A. In general, proving draws (from fortresses) is easier than proving wins for humans. I guess you could write K+Q and K+R as induction proofs, and in general (see B+N) you want to progress from one goal to the next, but clarifying this is in an explicitly mathematical way is not typical.

As for actual publications, chess is not so apparent, but the B+N ending in Kriegspiel was proven to be a win by Ferguson, notably published in a TCS (theoretical computer science) journal.

http://www.sciencedirect.com/science/article/pii/030439759290344F

He later handled B+B but I think it remained unpublished.

http://www.math.ucla.edu/~tom/papers/unpublished/kriegbishop.pdf

Maybe Timman's famous R vs B and a-pawns analysis could be considered similarly weighty as a publication (the old-school analyses of Cheron and Averbakh largely before computers are of course error-prone, but did make some attempt to mathematize the process).

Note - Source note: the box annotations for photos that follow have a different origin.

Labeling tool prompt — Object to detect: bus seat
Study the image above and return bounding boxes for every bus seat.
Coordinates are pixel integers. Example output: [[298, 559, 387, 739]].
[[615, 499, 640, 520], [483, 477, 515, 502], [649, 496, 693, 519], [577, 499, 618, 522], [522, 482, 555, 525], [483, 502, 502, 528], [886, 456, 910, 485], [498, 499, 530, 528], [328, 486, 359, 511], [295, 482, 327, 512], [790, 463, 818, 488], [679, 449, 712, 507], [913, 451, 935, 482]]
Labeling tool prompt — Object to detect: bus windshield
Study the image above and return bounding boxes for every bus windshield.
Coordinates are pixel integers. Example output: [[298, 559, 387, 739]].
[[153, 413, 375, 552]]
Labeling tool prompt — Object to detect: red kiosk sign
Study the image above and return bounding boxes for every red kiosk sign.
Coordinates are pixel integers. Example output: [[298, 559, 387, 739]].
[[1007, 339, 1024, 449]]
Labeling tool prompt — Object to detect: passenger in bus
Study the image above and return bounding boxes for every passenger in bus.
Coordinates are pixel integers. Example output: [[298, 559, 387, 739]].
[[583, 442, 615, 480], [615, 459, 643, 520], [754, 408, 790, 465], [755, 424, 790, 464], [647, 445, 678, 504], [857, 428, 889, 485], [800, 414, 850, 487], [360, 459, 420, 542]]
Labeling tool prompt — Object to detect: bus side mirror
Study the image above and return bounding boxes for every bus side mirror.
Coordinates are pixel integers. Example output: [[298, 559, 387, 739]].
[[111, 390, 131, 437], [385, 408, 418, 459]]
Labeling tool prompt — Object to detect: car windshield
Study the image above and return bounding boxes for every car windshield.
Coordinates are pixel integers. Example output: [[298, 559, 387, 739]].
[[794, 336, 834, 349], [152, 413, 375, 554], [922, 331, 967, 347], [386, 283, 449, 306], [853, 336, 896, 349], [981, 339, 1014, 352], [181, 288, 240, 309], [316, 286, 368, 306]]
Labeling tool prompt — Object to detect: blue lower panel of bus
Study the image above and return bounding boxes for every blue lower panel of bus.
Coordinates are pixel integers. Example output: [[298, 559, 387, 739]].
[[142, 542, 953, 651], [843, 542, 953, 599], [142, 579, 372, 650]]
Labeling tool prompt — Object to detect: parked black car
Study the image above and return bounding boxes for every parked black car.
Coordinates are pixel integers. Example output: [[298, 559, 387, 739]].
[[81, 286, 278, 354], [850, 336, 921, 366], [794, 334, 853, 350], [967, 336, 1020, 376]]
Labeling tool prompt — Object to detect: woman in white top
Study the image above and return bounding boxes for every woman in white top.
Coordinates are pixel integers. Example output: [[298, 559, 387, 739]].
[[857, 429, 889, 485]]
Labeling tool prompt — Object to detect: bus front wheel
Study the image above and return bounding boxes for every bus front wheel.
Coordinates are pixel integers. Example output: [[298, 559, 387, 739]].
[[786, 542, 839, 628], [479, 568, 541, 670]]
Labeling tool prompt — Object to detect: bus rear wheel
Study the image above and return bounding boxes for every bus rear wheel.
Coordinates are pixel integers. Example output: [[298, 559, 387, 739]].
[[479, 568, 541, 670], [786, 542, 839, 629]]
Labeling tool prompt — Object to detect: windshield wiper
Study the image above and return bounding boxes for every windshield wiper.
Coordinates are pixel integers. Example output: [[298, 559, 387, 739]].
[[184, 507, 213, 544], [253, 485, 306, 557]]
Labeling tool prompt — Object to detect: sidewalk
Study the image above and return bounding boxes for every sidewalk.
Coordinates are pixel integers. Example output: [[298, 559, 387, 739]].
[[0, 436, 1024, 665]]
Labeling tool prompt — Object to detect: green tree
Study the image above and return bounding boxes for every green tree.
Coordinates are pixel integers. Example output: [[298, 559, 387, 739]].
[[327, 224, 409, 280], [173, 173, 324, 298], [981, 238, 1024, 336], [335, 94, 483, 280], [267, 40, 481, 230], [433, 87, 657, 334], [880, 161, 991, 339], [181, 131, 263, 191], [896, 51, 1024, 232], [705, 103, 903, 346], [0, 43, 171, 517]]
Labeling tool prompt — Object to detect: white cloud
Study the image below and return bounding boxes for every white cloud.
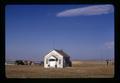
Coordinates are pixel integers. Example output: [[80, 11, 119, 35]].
[[105, 41, 114, 49], [56, 5, 114, 17]]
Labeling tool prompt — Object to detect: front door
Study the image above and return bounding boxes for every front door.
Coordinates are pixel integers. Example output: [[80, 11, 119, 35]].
[[49, 59, 56, 68]]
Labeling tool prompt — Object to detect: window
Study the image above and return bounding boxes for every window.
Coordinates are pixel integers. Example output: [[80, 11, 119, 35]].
[[59, 59, 61, 64], [49, 59, 55, 61]]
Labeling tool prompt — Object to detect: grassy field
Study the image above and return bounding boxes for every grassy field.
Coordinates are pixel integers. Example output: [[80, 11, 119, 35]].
[[5, 61, 114, 78]]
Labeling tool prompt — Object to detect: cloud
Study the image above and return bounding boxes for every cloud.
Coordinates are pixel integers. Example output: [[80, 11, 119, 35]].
[[105, 41, 114, 49], [56, 5, 114, 17]]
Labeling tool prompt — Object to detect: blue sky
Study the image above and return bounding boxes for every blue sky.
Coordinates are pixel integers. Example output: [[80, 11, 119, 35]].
[[5, 4, 114, 61]]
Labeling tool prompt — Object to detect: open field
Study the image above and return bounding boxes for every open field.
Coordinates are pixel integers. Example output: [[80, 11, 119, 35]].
[[5, 61, 114, 78]]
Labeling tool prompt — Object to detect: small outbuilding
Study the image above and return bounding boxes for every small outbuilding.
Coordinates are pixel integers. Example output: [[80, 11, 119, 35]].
[[44, 49, 72, 68]]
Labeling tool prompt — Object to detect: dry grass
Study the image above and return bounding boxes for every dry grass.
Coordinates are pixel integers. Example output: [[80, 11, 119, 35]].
[[6, 61, 114, 78]]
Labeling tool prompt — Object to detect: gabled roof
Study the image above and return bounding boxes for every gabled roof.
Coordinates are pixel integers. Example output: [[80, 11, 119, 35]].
[[54, 49, 70, 57]]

B. There is a lot of misunderstanding regarding computers and fortresses, as usually the humans do not use the right tools (they will use a general computer program and "root search" for instance). Moreover, phrases like "decisive advantage" are not really meaningful to a computer until a win is actually proven (for instance, today's game of Giri versus Hou Yifan had some interpretations of computer scores erroneously giving a "decisive advantage in a 7-piece rook ending at a point when it was theoretically drawn). It is diverging into peculiarities of chess analysis, but one simple yet often superior alternative (indicating the above Mamedyarov-Caruana draw quite easily, though proof is a different question) involves seeing whether the computer's score increases or not as the search goes on (e.g., is some progress being made, such as pushing a pawn?). Of course, that will not likely help in extreme (contrived) examples, but in most practical cases this suffices. The programmer of "Houdini" had a special mode (reduction of 50-move rule) to try to suss out fortresses, demanding progress to be made faster. There is also Bleicher's "Freezer" that is a human/computer interactive proof: you make the "rules", and it iterates over positions.